Current Guideline flowchart for Management of AF Patients with HFAF = atrial fibrillation; HF = heart failure; HFrEF = heart failure with reduced ejection fraction; HFpEF = heart failure with preserved ejection fraction; ACC = American College of Cardiology; AHA = American Heart Association; ESC = European Society of Cardiology. Data from January CT, Wann LS, Alpert JS, Calkins H, Cigarroa JE, Cleveland JC, Jr., Conti JB, Ellinor PT, Ezekowitz MD, Field ME, Murray KT, Sacco RL, Stevenson WG, Tchou PJ, Tracy CM, Yancy CW, Members AATF: 2014 AHA/ACC/HRS guideline for the management of patients with atrial fibrillation: a report of the American College of Cardiology/American Heart Association Task Force on practice guidelines and the Heart Rhythm Society. Circulation 2014; 130:e199–267 and Kirchhof P, Benussi S, Kotecha D, Ahlsson A, Atar D, Casadei B, Castella M, Diener HC, Heidbuchel H, Hendriks J, Hindricks G, Manolis AS, Oldgren J, Popescu BA, Schotten U, Van Putte B, Vardas P: 2016 ESC Guidelines for the management of atrial fibrillation developed in collaboration with EACTS. Eur Heart J 2016; 37:2893–2962.
Role of Imaging modality
Cardiac imaging modalities plays an important role in the diagnosis of underlying structural heart disease, if any, that may cause heart failure and aid in guiding treatment of AF patients.
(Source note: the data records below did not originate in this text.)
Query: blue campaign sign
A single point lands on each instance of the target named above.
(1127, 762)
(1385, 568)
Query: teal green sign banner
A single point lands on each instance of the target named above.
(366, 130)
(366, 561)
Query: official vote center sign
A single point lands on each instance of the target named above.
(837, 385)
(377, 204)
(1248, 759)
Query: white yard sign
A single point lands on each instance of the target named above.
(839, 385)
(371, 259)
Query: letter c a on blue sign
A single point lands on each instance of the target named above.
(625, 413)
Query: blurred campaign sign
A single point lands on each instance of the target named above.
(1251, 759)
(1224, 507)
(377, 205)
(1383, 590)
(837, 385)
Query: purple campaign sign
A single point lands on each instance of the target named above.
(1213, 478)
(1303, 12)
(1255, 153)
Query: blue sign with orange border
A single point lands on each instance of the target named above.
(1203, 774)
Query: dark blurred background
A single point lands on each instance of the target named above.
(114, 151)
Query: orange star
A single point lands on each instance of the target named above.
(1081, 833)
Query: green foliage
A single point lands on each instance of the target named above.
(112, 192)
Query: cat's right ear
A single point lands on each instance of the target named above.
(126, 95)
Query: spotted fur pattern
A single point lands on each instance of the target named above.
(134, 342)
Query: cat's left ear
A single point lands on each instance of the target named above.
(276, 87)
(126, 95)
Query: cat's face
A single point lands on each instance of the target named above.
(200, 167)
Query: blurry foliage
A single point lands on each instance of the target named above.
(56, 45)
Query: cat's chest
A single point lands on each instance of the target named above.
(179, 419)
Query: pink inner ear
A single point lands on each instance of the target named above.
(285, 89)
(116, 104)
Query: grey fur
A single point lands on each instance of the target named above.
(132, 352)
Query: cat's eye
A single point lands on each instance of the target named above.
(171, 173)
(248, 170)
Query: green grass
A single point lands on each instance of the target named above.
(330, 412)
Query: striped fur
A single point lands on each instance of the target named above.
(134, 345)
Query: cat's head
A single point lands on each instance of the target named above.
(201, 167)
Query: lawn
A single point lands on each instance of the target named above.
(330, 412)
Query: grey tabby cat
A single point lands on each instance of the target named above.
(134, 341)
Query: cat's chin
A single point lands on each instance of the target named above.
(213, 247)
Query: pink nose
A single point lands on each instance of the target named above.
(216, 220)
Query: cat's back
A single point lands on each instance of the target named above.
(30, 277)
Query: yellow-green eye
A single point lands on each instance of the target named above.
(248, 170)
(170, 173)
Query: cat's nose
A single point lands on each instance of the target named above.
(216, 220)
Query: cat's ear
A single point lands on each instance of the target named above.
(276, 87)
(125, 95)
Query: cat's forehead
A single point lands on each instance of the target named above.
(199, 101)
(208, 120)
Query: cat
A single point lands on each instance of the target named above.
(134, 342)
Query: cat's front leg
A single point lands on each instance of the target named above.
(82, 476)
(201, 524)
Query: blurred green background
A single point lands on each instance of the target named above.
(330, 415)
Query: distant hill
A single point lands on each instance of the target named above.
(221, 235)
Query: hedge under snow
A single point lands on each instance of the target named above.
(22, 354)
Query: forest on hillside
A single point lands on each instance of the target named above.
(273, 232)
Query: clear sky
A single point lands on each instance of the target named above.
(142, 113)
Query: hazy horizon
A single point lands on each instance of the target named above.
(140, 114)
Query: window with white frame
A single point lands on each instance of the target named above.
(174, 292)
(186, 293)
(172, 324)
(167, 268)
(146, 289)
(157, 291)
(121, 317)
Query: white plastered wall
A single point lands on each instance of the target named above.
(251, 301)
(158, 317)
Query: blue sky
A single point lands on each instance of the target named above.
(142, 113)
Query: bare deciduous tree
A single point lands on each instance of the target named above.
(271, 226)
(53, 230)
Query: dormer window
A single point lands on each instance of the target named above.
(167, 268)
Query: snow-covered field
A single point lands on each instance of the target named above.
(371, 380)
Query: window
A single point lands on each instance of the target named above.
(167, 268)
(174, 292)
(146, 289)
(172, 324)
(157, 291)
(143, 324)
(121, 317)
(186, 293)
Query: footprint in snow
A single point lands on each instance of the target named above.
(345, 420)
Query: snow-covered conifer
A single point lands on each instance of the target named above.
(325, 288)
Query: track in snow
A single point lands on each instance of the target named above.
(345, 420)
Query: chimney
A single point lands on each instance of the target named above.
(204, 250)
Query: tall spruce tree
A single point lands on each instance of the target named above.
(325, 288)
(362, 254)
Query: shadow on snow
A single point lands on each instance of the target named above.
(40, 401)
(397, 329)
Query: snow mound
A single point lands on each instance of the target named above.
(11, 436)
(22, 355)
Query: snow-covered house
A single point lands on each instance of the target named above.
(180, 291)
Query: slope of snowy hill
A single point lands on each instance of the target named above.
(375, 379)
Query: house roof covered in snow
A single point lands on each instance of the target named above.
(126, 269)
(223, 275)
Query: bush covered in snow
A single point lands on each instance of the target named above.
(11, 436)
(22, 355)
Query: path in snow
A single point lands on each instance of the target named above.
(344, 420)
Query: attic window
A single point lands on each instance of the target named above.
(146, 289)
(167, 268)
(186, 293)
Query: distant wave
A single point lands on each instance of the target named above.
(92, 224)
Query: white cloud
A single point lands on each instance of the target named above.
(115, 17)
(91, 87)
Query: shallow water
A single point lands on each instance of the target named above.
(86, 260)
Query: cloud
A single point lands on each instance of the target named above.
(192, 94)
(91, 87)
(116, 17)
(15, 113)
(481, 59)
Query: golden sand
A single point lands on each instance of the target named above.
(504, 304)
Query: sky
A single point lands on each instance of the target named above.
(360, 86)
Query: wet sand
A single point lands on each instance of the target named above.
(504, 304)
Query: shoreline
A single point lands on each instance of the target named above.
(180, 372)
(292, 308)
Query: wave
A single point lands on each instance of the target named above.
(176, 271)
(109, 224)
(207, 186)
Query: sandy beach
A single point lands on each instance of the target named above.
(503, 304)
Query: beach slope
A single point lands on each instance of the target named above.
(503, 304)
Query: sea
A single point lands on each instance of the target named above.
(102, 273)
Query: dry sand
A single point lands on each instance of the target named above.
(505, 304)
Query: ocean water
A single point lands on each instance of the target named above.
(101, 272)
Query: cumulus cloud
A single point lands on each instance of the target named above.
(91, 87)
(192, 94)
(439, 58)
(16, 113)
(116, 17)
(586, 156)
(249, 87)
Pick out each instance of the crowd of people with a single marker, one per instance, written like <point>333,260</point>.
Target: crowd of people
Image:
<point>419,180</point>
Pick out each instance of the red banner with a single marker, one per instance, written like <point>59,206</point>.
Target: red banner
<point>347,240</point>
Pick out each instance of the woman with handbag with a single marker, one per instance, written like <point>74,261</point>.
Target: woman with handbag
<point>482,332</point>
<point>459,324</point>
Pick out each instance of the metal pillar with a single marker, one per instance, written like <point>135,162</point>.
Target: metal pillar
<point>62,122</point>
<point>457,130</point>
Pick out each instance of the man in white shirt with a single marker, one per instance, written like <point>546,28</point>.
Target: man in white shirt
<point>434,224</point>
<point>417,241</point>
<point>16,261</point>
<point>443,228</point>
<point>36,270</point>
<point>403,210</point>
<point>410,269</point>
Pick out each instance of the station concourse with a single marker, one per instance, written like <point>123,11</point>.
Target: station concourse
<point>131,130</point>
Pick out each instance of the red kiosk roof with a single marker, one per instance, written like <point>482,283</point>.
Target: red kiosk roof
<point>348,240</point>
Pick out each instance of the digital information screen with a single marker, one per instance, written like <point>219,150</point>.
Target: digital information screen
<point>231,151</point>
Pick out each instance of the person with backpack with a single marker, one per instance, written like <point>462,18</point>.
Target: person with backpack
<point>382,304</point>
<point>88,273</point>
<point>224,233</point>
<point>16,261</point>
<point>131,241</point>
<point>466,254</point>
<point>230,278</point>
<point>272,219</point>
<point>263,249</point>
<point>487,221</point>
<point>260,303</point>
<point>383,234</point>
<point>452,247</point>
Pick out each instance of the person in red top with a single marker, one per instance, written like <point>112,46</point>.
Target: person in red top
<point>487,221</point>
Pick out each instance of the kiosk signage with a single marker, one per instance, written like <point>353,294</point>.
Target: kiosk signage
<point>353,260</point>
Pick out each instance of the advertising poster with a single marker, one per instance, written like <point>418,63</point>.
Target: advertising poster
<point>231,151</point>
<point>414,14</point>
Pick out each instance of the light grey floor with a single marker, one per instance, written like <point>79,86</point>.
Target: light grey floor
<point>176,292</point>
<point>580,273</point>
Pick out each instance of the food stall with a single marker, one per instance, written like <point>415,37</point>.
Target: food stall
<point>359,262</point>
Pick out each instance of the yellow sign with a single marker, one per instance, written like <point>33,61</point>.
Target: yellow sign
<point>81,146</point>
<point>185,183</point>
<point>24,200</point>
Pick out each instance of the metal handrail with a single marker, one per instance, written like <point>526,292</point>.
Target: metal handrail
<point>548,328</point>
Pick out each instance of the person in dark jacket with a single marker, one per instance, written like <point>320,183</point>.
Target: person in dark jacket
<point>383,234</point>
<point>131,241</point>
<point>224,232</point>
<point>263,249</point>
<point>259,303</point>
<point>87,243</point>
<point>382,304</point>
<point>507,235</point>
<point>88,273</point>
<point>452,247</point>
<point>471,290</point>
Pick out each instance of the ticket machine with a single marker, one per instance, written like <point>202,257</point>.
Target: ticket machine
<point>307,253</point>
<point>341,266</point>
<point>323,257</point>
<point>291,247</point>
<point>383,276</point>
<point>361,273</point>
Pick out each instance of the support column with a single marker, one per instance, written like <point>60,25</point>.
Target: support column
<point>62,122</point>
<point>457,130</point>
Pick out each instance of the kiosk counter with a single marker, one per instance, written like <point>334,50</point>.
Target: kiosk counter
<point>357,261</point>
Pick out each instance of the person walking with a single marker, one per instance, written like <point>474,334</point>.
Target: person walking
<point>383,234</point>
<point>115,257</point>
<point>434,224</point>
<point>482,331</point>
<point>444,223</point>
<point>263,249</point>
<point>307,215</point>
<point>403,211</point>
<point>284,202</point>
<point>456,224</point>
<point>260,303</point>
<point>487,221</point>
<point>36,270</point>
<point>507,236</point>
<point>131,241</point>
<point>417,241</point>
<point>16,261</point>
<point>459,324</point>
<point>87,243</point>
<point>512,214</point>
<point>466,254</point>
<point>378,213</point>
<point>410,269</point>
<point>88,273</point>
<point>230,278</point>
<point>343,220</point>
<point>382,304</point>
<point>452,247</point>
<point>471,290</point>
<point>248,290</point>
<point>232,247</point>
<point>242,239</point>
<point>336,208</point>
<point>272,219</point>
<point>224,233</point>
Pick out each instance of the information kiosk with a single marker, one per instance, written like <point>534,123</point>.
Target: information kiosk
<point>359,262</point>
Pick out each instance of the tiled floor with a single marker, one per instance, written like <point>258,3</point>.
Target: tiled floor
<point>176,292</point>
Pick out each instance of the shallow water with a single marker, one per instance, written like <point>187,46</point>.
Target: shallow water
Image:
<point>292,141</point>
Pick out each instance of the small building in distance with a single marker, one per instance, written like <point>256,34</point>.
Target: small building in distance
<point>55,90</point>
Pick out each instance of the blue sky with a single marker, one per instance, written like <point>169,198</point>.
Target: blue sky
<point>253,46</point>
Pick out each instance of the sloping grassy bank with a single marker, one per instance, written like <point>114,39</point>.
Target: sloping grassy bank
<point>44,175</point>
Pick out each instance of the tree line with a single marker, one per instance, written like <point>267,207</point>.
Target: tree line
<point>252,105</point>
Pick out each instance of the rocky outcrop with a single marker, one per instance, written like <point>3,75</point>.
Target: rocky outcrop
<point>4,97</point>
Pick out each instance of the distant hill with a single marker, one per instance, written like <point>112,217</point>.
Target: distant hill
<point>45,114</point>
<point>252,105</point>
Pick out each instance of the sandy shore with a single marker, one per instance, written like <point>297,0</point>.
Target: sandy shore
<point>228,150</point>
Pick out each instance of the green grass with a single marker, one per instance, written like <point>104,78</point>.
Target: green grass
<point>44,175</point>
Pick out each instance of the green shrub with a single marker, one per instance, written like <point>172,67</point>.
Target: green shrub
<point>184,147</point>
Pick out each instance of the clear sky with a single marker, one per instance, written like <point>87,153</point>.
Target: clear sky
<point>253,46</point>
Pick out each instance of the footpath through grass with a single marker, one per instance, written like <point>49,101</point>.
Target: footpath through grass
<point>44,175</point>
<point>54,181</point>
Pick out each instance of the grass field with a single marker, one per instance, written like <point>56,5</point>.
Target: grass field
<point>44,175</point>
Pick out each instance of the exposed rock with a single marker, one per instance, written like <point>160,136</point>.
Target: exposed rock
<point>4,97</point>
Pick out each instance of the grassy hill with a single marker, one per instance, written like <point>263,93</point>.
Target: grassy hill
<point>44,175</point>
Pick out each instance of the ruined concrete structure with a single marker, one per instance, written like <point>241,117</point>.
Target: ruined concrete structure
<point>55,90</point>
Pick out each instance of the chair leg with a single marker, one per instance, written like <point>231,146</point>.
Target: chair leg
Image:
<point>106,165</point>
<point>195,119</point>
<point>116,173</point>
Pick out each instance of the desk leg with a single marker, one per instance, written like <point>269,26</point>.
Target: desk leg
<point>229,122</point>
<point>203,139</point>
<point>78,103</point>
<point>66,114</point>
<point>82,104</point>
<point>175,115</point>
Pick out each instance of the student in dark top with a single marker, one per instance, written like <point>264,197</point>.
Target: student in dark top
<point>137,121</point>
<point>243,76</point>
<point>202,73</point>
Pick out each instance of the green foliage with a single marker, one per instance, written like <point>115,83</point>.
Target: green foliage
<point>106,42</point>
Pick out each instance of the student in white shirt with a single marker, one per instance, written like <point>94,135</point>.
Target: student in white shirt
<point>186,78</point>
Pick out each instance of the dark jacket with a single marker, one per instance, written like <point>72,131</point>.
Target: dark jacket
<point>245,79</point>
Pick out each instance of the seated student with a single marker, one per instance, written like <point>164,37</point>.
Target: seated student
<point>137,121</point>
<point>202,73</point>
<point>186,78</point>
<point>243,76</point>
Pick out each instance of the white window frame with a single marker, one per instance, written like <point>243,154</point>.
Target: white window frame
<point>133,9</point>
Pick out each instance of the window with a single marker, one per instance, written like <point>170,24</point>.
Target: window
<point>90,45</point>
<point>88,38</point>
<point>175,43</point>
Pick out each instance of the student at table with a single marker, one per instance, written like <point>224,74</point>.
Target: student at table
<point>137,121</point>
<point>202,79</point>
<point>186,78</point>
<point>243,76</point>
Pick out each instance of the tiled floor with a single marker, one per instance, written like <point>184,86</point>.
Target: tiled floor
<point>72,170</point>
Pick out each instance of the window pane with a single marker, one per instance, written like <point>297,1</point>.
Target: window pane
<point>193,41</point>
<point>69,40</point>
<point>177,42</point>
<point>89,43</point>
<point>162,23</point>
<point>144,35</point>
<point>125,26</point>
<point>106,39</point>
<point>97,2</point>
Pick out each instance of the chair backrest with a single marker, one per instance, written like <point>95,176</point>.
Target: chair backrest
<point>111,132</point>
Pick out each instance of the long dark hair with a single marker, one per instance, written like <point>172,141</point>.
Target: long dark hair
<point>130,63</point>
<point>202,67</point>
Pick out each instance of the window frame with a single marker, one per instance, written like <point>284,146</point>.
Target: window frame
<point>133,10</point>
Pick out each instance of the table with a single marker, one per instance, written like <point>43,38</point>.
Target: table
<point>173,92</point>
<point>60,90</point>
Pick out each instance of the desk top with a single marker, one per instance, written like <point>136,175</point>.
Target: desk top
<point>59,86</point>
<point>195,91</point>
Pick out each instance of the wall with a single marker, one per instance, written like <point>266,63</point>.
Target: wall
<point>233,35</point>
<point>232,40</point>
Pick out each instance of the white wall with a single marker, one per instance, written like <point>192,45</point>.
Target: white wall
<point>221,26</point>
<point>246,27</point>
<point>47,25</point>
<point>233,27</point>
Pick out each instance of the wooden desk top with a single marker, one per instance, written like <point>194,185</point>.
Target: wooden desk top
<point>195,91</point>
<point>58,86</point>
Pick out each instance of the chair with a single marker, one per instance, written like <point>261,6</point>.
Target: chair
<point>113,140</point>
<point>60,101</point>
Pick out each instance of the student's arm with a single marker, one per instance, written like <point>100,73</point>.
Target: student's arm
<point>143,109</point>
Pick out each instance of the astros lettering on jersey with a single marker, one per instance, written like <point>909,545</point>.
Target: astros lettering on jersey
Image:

The use of a particular imaging modality should be based on the information being sought after from a clinical decision making perspective. The use of the different imaging modalities for an AF and HF perspective are briefly outlined below:
Echocardiography
Among the different imaging modalities, echocardiography is the most commonly used and a very useful tool in patients with suspected HF, in terms of availability, safety and cost7. Especially, transthoracic echocardiography (TTE) is the most common tool used in the assessment of cardiac systolic and diastolic function as well as chamber sizes of both the atria and the ventricles8. Transesophageal echocardiography is not routinely used to assess HF but it can be a valuable tool in patients with valvular heart disease, congenital heart disease, and suspected intracardiac thrombi in AF patients requiring cardioversion or catheter ablation.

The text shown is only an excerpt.